The Soul Of A New Cuisine: A Discovery Of The Foods And Flavors Of Africa
Marcus Samuelsson, Heidi Sacko Walters and Gediyon Kifle
John Wiley & Sons, Dhs190, Amazon
For years, New York-based celebrity chef Marcus Samuelsson was best known for bringing an haute spin to Scandinavian cuisine (no easy feat) at his restaurant Aquavit. But recently, the Swedish-raised and Ethiopian-born chef has taken to exploring his African roots. In Soul Of A New Cuisine, Samuelsson explores the many cuisines of Africa, from West African stews and barbequed snapper, to Kenyan curried trout with coconut-chilli sauce.
The book’s 200 plus recipes are not only inviting, but also easily approachable to the novice cook. Furthermore, Samuelsson also relates stories of his travels that make one long to embark on their own journey through the continent. The book not only acts as a stunning cookbook, but also as a breathtaking picture book, thanks to Gediyon Kifle’s beautiful photography of everyday life in a place most of us know far too little about.
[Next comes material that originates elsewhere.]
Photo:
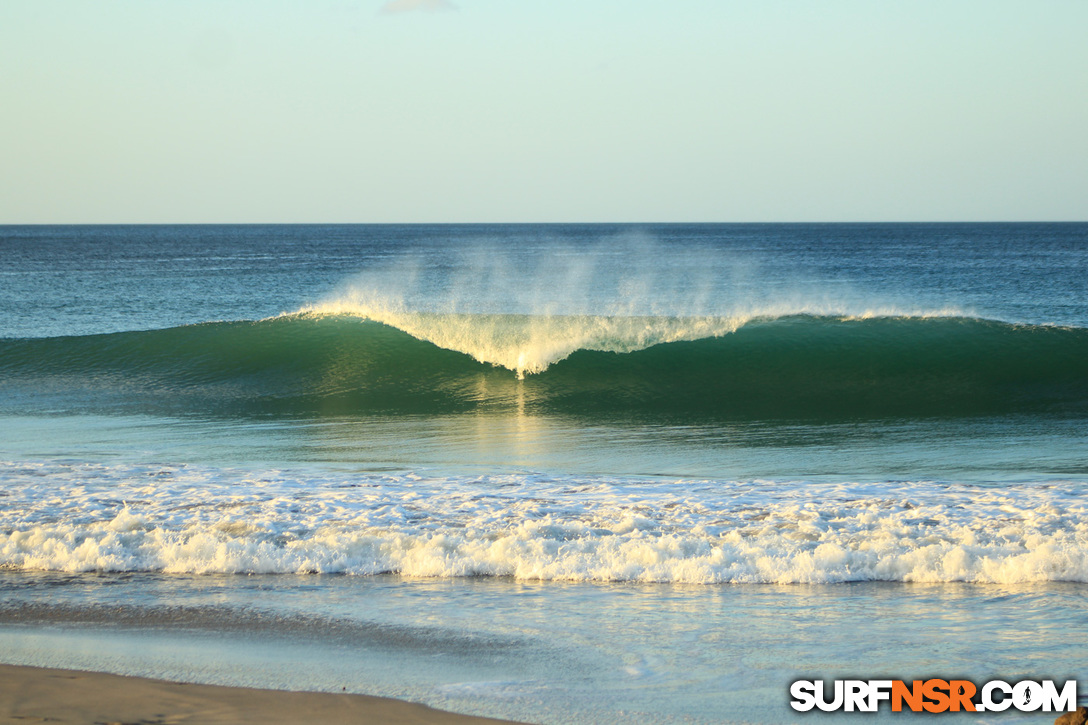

Arabesque: A Taste Of Morocco, Turkey, And Lebanon
Knopf, Dhs123, Amazon
Claudia Roden won a James Beard award for her previous cookbooks, and it’s not hard to understand why. In Arabesque, she not only provides clear, step-by-step instructions on how to pull off classic Middle Eastern and North African dishes, but gives a culinary history of each region she covers. The book is organised by country, making it easier to plan a fully Moroccan meal, should that be your fancy. Isn’t it nice to know you don’t have to eat out to sample exceptional tagine, which incidentally pairs nicely with Roden’s recipe for Moroccan chickpea and lentil soup? There are also several Moroccan deserts included in the book, making it easy to conjure up a full Moroccan meal from scratch. Most of the 150-plus recipes are also accompanied with colour photographs.
Food Culture In Sub-Saharan Africa
Greenwood Press, Dhs160, Amazon
Given that so little is written about African cuisine (trust us, a search on Google yields very little), Osseo-Asare’s tome, while it isn’t for those in search of recipes, is surprisingly good at illuminating that various influences, from colonisation to famine to fast-food, on the African culinary landscape. While the book is dry in parts, it is reasonably comprehensive, providing a timeline, a handful of recipes, a glossary, and photographs to accompany the narrative.